Quantum Algorithm for Lexicographically Minimal String Rotation

TL;DR

This paper introduces a quantum algorithm that efficiently finds the lexicographically minimal string rotation, outperforming classical algorithms in both worst and average cases, with applications in graph and automata analysis.

Contribution

A novel quantum query algorithm for LMSR with optimal average-case complexity, improving over classical methods and applicable to various structural identification problems.

Findings

Quantum algorithm has $O(n^{3/4})$ query complexity.

Average-case complexity is $O(\sqrt n \log n)$, asymptotically optimal.

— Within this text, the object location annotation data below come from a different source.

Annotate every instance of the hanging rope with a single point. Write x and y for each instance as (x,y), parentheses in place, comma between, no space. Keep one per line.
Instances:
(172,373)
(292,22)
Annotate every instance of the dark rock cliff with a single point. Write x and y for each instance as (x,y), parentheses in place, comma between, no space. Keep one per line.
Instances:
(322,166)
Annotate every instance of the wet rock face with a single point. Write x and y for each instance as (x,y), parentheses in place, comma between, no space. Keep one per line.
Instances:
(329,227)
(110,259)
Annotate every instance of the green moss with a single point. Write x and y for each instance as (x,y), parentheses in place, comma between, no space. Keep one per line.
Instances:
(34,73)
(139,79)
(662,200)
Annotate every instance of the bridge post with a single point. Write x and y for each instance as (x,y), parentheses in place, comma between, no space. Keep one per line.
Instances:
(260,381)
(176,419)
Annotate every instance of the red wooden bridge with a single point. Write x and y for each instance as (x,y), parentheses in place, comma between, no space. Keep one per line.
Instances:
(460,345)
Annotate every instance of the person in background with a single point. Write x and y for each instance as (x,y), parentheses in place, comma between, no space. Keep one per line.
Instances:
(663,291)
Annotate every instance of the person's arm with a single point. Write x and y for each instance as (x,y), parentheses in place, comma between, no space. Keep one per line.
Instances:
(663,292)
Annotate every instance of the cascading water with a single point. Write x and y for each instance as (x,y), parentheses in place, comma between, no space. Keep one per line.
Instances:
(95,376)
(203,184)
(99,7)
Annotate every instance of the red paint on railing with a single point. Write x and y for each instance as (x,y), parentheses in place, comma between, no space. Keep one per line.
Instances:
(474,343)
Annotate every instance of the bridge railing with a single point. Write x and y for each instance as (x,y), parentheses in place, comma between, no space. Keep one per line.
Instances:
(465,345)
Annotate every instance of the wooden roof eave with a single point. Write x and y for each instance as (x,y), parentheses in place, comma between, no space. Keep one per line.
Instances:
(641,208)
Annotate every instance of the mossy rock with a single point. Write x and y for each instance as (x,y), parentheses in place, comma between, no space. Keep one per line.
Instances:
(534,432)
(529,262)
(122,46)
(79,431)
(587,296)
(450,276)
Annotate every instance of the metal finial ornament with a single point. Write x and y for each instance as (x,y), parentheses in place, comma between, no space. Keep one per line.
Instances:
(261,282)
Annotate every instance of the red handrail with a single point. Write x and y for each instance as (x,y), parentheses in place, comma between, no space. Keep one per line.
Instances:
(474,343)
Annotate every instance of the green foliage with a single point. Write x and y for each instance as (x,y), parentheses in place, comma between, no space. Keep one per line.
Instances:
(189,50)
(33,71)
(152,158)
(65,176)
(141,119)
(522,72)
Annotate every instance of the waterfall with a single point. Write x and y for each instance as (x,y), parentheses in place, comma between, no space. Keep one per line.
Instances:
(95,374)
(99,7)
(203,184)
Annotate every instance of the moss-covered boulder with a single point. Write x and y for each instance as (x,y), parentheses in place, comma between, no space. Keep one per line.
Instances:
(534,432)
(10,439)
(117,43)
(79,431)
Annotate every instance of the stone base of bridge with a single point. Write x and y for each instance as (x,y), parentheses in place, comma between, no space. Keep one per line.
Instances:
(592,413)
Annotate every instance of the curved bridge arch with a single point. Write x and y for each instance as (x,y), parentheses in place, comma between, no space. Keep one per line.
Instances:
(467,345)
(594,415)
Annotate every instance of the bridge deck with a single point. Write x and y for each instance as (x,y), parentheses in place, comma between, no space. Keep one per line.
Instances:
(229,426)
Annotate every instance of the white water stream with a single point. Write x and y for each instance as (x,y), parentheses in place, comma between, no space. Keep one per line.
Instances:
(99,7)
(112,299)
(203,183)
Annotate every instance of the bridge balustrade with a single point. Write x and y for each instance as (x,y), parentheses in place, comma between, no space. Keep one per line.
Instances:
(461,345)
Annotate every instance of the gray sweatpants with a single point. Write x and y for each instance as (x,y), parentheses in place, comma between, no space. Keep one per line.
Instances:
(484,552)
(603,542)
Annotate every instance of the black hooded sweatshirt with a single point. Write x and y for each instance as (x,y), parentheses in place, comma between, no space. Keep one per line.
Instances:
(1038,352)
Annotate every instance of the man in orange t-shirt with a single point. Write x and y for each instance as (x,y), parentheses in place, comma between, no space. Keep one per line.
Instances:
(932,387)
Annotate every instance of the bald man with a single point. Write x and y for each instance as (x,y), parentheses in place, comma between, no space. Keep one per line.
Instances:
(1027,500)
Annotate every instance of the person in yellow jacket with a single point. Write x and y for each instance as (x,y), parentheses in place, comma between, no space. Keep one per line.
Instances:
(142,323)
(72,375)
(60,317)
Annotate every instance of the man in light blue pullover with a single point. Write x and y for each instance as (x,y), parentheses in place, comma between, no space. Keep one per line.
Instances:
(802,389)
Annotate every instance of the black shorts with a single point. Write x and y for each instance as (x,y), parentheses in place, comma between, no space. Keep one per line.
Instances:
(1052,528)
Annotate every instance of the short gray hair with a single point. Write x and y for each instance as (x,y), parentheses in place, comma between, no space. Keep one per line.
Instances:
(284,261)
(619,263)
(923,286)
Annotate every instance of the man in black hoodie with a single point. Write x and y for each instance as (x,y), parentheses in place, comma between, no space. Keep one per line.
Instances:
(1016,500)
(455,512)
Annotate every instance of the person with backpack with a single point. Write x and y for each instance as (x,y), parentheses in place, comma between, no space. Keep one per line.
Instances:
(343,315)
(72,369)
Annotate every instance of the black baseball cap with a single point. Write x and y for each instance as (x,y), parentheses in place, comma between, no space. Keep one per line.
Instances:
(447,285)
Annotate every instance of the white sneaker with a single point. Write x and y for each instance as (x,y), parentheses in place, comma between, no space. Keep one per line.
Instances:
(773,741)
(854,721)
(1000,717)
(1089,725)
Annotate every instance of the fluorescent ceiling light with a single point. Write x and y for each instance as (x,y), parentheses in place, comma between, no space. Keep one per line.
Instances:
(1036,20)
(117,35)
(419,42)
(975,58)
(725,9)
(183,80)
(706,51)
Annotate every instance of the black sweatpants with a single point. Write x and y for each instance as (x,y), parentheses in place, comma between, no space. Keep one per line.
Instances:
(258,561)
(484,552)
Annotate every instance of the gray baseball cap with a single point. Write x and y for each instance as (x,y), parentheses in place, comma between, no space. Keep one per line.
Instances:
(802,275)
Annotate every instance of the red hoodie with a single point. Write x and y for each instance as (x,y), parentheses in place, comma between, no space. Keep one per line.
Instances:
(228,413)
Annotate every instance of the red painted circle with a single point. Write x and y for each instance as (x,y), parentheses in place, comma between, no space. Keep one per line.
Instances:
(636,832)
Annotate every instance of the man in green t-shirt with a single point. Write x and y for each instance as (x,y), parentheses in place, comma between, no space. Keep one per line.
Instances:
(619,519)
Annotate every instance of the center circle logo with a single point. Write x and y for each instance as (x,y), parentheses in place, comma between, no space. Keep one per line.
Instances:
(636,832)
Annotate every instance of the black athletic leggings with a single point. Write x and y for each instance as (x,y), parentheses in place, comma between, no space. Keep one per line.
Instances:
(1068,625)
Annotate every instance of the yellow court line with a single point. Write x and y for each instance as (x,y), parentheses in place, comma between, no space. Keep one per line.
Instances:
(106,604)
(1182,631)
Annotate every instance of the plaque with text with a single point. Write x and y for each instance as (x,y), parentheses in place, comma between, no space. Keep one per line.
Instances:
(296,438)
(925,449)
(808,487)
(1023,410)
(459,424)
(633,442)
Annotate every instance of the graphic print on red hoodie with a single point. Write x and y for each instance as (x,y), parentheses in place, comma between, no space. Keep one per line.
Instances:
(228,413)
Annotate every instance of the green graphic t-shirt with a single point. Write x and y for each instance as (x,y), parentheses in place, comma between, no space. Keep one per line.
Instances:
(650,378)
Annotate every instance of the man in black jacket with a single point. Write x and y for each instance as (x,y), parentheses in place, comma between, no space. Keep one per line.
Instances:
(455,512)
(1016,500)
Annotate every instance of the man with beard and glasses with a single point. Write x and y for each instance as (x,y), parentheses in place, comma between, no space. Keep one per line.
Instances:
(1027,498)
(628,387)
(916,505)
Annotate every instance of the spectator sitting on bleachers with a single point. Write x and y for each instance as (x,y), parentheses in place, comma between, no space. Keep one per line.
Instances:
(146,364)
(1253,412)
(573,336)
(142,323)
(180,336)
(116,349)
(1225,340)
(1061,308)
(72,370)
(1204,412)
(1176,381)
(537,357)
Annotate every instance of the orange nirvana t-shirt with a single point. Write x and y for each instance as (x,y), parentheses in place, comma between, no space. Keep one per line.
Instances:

Outperforms classical randomized algorithms in worst and average cases.

Abstract

Lexicographically minimal string rotation (LMSR) is a problem to find the minimal one among all rotations of a string in the lexicographical order, which is widely used in equality checking of graphs, polygons, automata and chemical structures. In this paper, we propose an $O(n^{3/4})$ quantum query algorithm for LMSR. In particular, the algorithm has average-case query complexity $O(\sqrt n \log n)$, which is shown to be asymptotically optimal up to a polylogarithmic factor, compared to its $\Omega\left(\sqrt{n/\log n}\right)$ lower bound. Furthermore, we show that our quantum algorithm outperforms any (classical) randomized algorithms in both worst and average cases. As an application, it is used in benzenoid identification and disjoint-cycle automata minimization.